The indictment vaguely alleged that Parker had engaged in a continuing course of conduct that sexually abused, humiliated, and endangered the welfare of her students. The differing verdicts on the several counts suggest that the jury thought that it could choose among the alleged acts. After acquitting defendant of sexual abuse and disagreeing on the other charges, the jury could have concluded that “humiliating” students constituted official misconduct.
Finally, the jury instructions exacerbated the potential for a fragmented verdict. The trial court charged the jury that its verdict must be unanimous. The court informed the jury, *650however, that to convict of official misconduct, it need find only that Parker had committed an “unauthorized act” relating to her position as a public servant. On the second day of its deliberations, the jury asked the trial court to repeat the charge on official misconduct and endangerment. It also asked to see a copy of the official misconduct and endangerment statutes. Parallelling the elements of the broad statute, the supplemental charge, like the original one, served only to reinforce the premise that the jury could convict Parker of official misconduct if it unanimously found that she had “humiliated” her students in some undefined, undescribed way.

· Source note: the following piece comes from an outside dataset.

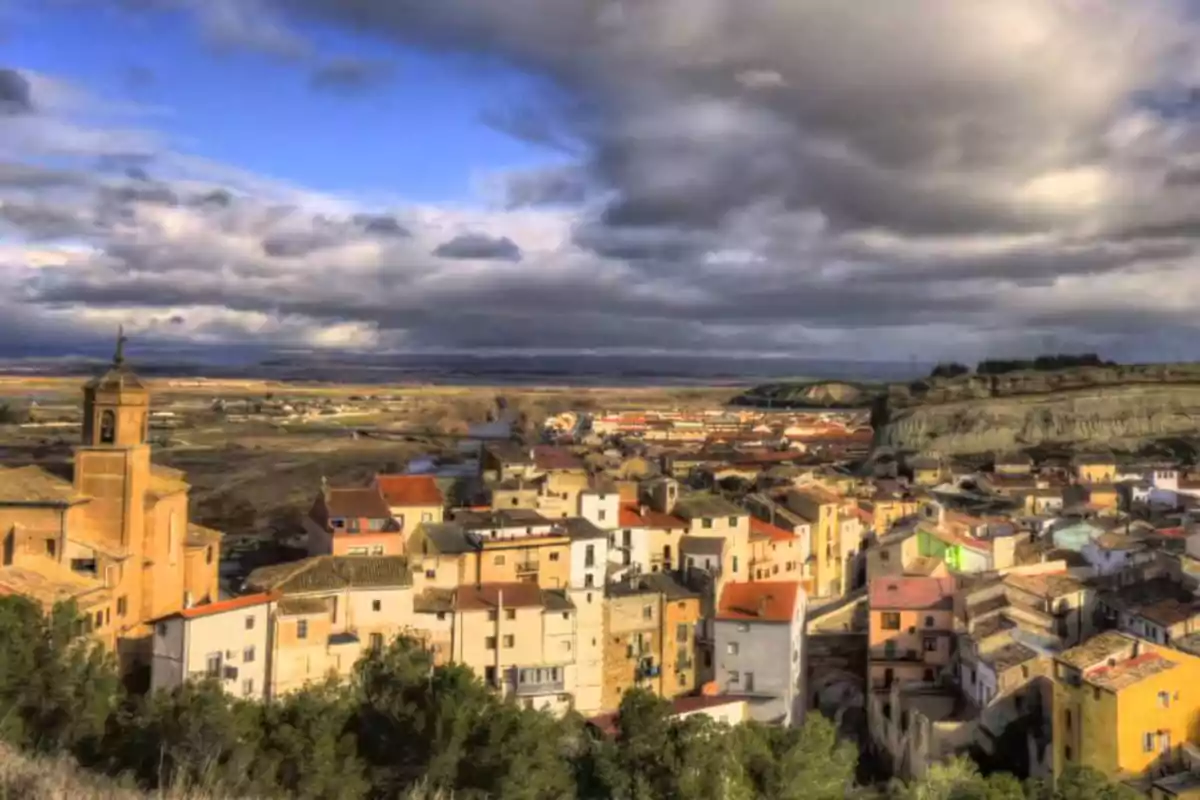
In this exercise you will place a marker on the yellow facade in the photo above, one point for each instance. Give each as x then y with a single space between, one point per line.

Because defense counsel did not object to the charge, the matter arises as one of plain error. The test is whether the error “possessed a clear capacity to bring about an unjust result.” State v. Hock, 54 N.J. 526, 538, 257 A.2d 699, cert. denied, 399 U.S. 930, 90 S.Ct. 2254, 26 L.Ed.2d 797 (1970). Here, the described error had that capacity. The charge directed the jury that to convict Parker of official misconduct, it need not unanimously agree on the act that she had committed. The indictment, the testimony, the jury charge, and the elements of the crime reinforced the error that the jury could convict Parker of official misconduct simply if it believed that she had done some undefined bad acts. Apparently, the despicable nature of the charged conduct impelled the jury towards conviction, but the State’s case was so weak that the jury could not convict defendant of a specific substantive crime. Following the court’s charge, however, the jury may have gravitated toward the generic crime of official misconduct, which enabled them to convict her without agreeing on the basis of that conviction. Under these circumstances, I am constrained to find that Parker was denied her right to a unanimous jury verdict.
Accordingly, I would reverse the judgment of the Appellate Division and remand for a new trial.
CLIFFORD, J., joins in this opinion.
*651For affirmance — Chief Justice WILENTZ, and Justices HANDLER, O’HERN and GARIBALDI — 4.
For reversal — Justices CLIFFORD and POLLOCK — 2.